Donald Trump’s tariff rates, ranging from 10 to 41 percent on goods from more than 90 countries, took effect after midnight on Thursday.
His move to reignite his trade war, particularly against Canada, Mexico, and China, will result in a 2.7% reduction in income for the bottom 20% of earners, while the top 1% will lose 0.6%.
The Yale Budget Lab estimates that the overall price level resulting from all tariffs enacted in 2025 will lead to an average household income loss of $2,400 in 2025 dollars. Other analyses project even higher costs, with some estimating a $3,800 annual loss per household from consumer price increases tied to all 2025 tariffs.
While US tariff revenues have risen significantly, they still constitute a small portion of the federal budget deficit.
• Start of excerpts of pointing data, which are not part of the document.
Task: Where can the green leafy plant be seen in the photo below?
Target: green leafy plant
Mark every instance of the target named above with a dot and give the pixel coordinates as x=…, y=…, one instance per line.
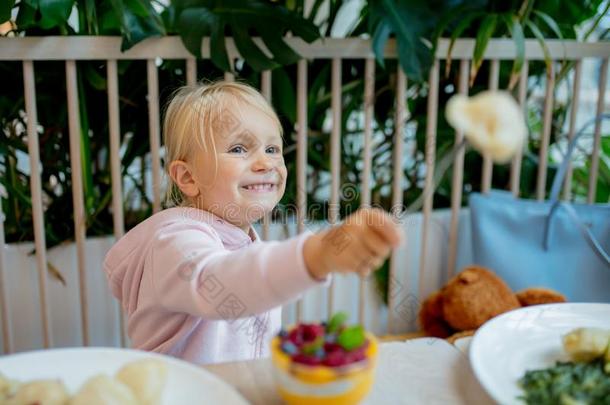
x=414, y=25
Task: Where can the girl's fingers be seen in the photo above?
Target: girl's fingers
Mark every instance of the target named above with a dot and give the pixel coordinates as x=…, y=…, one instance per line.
x=376, y=245
x=383, y=224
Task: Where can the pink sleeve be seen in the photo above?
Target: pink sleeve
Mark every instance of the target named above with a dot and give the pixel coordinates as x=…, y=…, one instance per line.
x=192, y=272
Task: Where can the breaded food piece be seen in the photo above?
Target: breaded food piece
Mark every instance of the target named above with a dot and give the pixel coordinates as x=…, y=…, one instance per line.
x=538, y=296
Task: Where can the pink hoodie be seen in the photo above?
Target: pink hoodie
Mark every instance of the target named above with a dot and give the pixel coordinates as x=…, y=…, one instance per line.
x=199, y=288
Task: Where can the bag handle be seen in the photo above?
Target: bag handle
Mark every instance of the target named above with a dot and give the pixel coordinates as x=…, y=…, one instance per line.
x=563, y=168
x=556, y=203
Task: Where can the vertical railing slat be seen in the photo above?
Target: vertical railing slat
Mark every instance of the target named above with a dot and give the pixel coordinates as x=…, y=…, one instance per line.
x=191, y=71
x=154, y=131
x=567, y=188
x=515, y=168
x=266, y=91
x=36, y=192
x=593, y=174
x=7, y=332
x=115, y=172
x=494, y=74
x=335, y=159
x=546, y=134
x=365, y=187
x=301, y=155
x=429, y=157
x=457, y=179
x=77, y=192
x=397, y=180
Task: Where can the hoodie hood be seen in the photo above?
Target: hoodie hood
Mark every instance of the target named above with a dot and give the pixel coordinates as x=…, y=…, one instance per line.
x=124, y=263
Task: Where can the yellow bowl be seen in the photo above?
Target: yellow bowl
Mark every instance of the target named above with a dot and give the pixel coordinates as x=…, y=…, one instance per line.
x=300, y=384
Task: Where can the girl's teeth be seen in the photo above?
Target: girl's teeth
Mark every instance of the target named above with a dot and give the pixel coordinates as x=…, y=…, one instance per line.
x=260, y=187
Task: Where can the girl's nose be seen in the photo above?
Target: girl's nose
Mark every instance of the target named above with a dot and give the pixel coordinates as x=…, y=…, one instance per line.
x=263, y=163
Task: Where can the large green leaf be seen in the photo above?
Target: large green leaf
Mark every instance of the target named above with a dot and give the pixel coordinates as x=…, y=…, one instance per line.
x=26, y=15
x=139, y=21
x=242, y=20
x=380, y=37
x=6, y=6
x=54, y=12
x=246, y=46
x=196, y=23
x=516, y=31
x=486, y=30
x=411, y=22
x=464, y=23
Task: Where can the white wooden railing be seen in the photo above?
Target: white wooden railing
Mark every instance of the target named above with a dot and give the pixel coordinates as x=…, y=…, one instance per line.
x=430, y=255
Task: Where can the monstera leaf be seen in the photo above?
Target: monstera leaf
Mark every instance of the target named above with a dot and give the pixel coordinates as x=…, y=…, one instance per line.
x=411, y=22
x=138, y=20
x=243, y=20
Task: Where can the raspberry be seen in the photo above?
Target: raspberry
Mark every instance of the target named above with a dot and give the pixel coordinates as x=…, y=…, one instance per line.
x=305, y=359
x=305, y=333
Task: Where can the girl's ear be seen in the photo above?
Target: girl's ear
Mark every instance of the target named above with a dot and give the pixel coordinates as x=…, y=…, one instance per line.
x=181, y=174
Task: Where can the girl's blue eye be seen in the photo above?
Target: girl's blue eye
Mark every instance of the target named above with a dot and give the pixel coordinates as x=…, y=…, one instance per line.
x=237, y=149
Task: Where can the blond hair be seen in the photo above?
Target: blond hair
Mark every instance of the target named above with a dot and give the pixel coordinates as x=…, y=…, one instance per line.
x=194, y=115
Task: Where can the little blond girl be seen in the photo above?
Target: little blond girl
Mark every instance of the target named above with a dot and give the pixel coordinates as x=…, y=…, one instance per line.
x=195, y=280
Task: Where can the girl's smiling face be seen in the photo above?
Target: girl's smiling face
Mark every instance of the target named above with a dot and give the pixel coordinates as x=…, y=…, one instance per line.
x=244, y=176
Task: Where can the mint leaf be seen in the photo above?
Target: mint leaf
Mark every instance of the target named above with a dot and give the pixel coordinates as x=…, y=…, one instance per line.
x=352, y=337
x=336, y=322
x=311, y=348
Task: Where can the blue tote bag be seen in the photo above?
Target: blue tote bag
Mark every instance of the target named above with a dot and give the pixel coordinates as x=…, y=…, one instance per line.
x=553, y=243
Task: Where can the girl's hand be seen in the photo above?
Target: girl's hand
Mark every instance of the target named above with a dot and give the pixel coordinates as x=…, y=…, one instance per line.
x=360, y=244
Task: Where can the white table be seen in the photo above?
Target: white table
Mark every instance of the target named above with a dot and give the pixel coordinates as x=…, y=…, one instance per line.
x=417, y=371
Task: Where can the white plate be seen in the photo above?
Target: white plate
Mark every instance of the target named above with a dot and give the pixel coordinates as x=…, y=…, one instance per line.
x=529, y=338
x=74, y=366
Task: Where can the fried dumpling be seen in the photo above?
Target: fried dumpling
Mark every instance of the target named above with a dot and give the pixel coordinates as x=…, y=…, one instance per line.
x=40, y=392
x=104, y=390
x=146, y=378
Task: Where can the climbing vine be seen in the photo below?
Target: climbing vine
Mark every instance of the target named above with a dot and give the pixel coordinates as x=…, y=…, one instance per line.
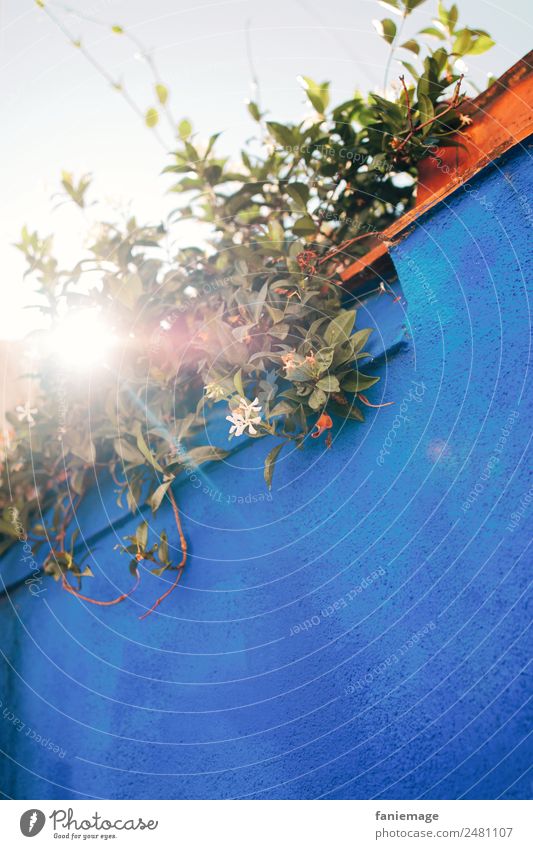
x=249, y=327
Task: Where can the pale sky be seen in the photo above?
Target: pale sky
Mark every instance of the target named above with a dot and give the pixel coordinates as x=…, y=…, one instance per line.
x=58, y=113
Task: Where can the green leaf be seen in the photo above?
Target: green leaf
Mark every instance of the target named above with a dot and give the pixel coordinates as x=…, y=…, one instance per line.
x=324, y=358
x=157, y=496
x=318, y=93
x=184, y=129
x=329, y=383
x=412, y=4
x=304, y=226
x=162, y=93
x=143, y=447
x=270, y=463
x=151, y=117
x=425, y=108
x=141, y=535
x=411, y=45
x=462, y=42
x=253, y=109
x=317, y=399
x=434, y=31
x=281, y=133
x=391, y=5
x=237, y=380
x=340, y=328
x=127, y=452
x=386, y=29
x=482, y=43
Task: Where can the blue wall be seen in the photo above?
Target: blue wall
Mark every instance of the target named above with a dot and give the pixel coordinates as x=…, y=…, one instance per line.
x=397, y=548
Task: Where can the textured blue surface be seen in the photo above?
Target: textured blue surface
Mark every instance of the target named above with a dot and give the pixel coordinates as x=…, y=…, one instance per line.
x=361, y=634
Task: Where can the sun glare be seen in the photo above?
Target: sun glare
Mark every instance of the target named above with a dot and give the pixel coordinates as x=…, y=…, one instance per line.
x=82, y=340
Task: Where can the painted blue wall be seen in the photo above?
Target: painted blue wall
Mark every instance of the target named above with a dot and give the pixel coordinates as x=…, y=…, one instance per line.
x=406, y=684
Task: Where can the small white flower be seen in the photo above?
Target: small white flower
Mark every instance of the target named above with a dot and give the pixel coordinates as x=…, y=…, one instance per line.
x=244, y=417
x=25, y=413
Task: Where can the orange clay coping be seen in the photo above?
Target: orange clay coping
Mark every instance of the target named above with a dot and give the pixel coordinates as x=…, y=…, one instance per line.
x=502, y=116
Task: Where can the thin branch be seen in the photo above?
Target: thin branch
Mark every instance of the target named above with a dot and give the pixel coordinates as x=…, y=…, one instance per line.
x=100, y=69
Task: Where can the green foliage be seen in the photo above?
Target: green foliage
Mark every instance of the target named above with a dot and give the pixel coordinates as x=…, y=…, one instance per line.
x=250, y=326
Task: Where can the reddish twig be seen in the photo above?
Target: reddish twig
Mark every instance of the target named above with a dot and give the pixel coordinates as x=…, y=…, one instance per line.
x=453, y=105
x=70, y=589
x=367, y=403
x=181, y=565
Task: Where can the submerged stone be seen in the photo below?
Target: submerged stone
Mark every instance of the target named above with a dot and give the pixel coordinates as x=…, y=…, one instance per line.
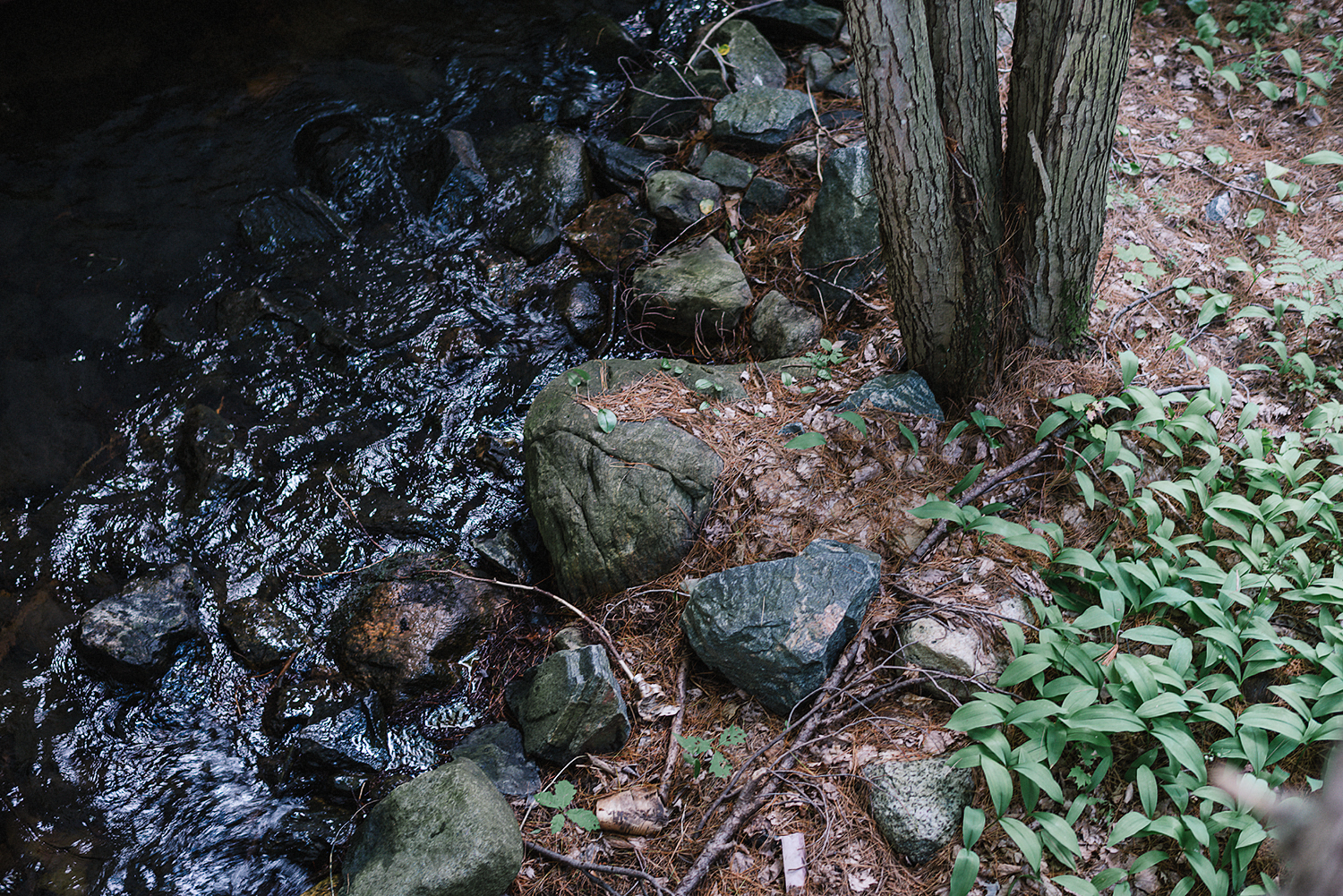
x=446, y=833
x=132, y=636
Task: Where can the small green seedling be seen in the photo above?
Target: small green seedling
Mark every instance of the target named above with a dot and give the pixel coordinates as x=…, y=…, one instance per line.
x=700, y=753
x=559, y=799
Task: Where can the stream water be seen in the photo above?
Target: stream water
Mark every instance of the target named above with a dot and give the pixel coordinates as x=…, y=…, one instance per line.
x=384, y=378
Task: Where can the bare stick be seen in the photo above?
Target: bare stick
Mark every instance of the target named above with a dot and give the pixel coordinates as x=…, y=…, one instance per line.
x=594, y=866
x=596, y=627
x=939, y=531
x=673, y=745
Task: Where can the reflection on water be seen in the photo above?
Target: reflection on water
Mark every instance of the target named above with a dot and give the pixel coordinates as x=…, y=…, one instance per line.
x=268, y=414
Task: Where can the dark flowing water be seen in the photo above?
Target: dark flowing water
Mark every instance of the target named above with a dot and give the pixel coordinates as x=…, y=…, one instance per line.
x=384, y=378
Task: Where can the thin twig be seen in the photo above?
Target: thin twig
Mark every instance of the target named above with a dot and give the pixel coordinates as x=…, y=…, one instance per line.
x=595, y=866
x=673, y=745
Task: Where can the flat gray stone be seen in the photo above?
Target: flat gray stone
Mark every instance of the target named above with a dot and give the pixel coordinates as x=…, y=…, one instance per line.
x=695, y=292
x=775, y=629
x=446, y=833
x=919, y=805
x=843, y=246
x=132, y=636
x=680, y=201
x=569, y=705
x=902, y=392
x=782, y=329
x=760, y=118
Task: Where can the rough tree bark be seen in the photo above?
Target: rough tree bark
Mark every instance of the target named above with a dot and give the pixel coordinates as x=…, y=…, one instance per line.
x=983, y=254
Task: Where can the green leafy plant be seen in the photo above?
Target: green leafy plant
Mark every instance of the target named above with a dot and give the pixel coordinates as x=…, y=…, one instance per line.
x=560, y=798
x=829, y=356
x=706, y=754
x=1143, y=646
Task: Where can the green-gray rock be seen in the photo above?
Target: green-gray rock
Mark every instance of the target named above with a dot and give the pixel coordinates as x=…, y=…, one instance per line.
x=775, y=629
x=680, y=201
x=569, y=705
x=727, y=171
x=902, y=392
x=695, y=292
x=446, y=833
x=751, y=58
x=760, y=117
x=782, y=329
x=620, y=508
x=843, y=246
x=918, y=805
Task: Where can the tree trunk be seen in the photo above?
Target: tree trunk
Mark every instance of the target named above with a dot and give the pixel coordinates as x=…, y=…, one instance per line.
x=1069, y=58
x=935, y=166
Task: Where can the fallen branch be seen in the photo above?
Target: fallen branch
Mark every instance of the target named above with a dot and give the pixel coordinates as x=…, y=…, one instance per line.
x=594, y=866
x=596, y=627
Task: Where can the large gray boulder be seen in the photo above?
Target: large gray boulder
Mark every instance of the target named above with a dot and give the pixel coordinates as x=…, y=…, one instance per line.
x=760, y=118
x=752, y=61
x=680, y=201
x=697, y=292
x=775, y=629
x=843, y=247
x=542, y=179
x=782, y=329
x=569, y=705
x=446, y=833
x=918, y=805
x=620, y=508
x=132, y=636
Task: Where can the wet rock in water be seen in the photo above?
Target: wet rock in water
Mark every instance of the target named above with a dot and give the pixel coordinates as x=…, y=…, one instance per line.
x=843, y=246
x=760, y=118
x=204, y=445
x=612, y=231
x=569, y=705
x=775, y=629
x=765, y=196
x=351, y=742
x=832, y=69
x=782, y=329
x=132, y=636
x=695, y=292
x=622, y=164
x=798, y=21
x=902, y=392
x=407, y=633
x=446, y=833
x=602, y=40
x=752, y=61
x=727, y=171
x=507, y=552
x=262, y=629
x=290, y=222
x=617, y=508
x=680, y=201
x=918, y=805
x=499, y=751
x=666, y=104
x=542, y=180
x=583, y=311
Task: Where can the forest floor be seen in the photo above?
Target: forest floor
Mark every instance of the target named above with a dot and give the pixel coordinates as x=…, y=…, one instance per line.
x=1190, y=148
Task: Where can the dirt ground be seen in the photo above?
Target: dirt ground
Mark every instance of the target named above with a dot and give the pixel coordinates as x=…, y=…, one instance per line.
x=774, y=501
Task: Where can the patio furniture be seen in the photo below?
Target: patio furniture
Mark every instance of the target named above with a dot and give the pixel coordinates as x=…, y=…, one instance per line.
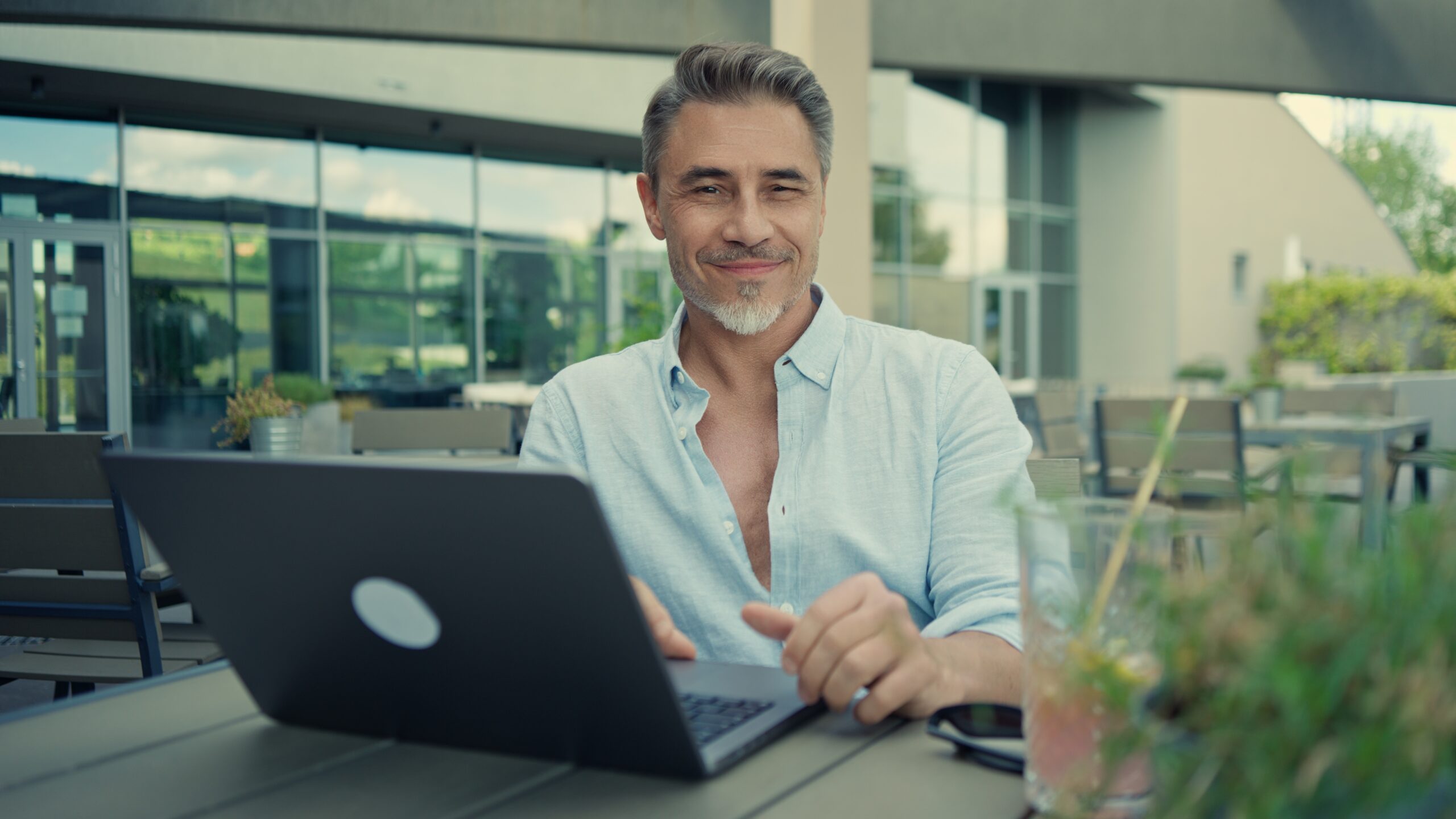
x=1371, y=435
x=437, y=429
x=76, y=570
x=196, y=745
x=1209, y=471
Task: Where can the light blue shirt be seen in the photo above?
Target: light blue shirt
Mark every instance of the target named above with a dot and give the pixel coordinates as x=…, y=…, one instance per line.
x=899, y=454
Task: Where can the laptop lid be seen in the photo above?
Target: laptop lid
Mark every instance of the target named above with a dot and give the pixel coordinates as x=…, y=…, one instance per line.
x=539, y=647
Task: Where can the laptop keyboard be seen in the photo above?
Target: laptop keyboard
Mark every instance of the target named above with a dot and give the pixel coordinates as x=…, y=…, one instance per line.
x=711, y=716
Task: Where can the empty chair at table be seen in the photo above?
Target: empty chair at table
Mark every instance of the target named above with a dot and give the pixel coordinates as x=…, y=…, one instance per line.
x=75, y=570
x=1207, y=471
x=456, y=431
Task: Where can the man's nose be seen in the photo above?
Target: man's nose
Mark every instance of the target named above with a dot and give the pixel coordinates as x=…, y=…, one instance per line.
x=747, y=225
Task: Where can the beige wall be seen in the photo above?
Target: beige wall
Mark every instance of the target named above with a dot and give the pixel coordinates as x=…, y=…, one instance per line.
x=1126, y=242
x=1250, y=178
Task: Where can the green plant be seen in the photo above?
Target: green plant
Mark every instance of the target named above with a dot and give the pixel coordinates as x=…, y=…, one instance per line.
x=261, y=401
x=1311, y=678
x=302, y=388
x=1206, y=369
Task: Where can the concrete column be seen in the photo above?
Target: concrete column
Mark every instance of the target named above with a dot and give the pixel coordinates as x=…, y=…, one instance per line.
x=833, y=38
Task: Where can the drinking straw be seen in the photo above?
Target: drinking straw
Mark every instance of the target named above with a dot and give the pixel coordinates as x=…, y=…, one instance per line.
x=1124, y=538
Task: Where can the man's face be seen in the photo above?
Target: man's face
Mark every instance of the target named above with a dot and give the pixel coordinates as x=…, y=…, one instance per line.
x=740, y=201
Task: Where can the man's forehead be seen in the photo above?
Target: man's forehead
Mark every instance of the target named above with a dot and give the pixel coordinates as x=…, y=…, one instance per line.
x=742, y=138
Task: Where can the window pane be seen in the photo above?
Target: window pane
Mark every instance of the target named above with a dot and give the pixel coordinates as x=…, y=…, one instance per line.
x=1059, y=110
x=886, y=292
x=1002, y=239
x=1059, y=331
x=941, y=234
x=887, y=228
x=938, y=136
x=376, y=188
x=1056, y=247
x=370, y=340
x=200, y=177
x=526, y=201
x=941, y=307
x=181, y=337
x=369, y=266
x=1004, y=143
x=55, y=168
x=254, y=337
x=180, y=255
x=445, y=340
x=628, y=229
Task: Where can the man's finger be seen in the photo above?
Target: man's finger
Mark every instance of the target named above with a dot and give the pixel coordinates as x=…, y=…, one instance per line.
x=858, y=668
x=835, y=642
x=829, y=608
x=769, y=621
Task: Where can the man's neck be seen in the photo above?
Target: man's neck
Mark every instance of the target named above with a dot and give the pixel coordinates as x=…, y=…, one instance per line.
x=740, y=362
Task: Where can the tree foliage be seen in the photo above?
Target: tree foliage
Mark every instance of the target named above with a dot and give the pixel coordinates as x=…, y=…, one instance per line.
x=1401, y=171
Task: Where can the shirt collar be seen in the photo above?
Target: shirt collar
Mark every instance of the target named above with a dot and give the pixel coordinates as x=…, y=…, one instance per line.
x=814, y=354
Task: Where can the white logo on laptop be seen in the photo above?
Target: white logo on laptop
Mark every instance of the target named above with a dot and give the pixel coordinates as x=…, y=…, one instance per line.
x=395, y=613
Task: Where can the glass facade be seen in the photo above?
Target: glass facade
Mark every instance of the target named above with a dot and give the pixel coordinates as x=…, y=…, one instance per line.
x=974, y=216
x=398, y=274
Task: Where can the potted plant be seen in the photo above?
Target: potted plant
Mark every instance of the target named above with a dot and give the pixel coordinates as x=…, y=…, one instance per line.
x=321, y=411
x=264, y=419
x=1203, y=377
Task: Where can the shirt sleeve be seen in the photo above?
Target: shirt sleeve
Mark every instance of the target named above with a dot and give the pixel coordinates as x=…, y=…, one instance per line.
x=552, y=437
x=973, y=572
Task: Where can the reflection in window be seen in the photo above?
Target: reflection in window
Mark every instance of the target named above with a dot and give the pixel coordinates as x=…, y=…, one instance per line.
x=219, y=178
x=57, y=169
x=526, y=201
x=389, y=190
The projected fiscal year 2025 federal budget deficit is $1.9 trillion. The increased tariff revenue, even with recent increases, amounts to roughly 7% of that figure.
Such a minor increase in revenue puts to rest Trump‘s idea of entirely replacing the federal income tax with new tariffs.
To replace the roughly $2 trillion of revenue raised by the individual income tax with tariffs would require astronomically high tariff rates.
Raising tariff rates to astronomically high levels would significantly depress imports, making it impossible to generate enough revenue to offset the costs of Trump’s tariff rates fully.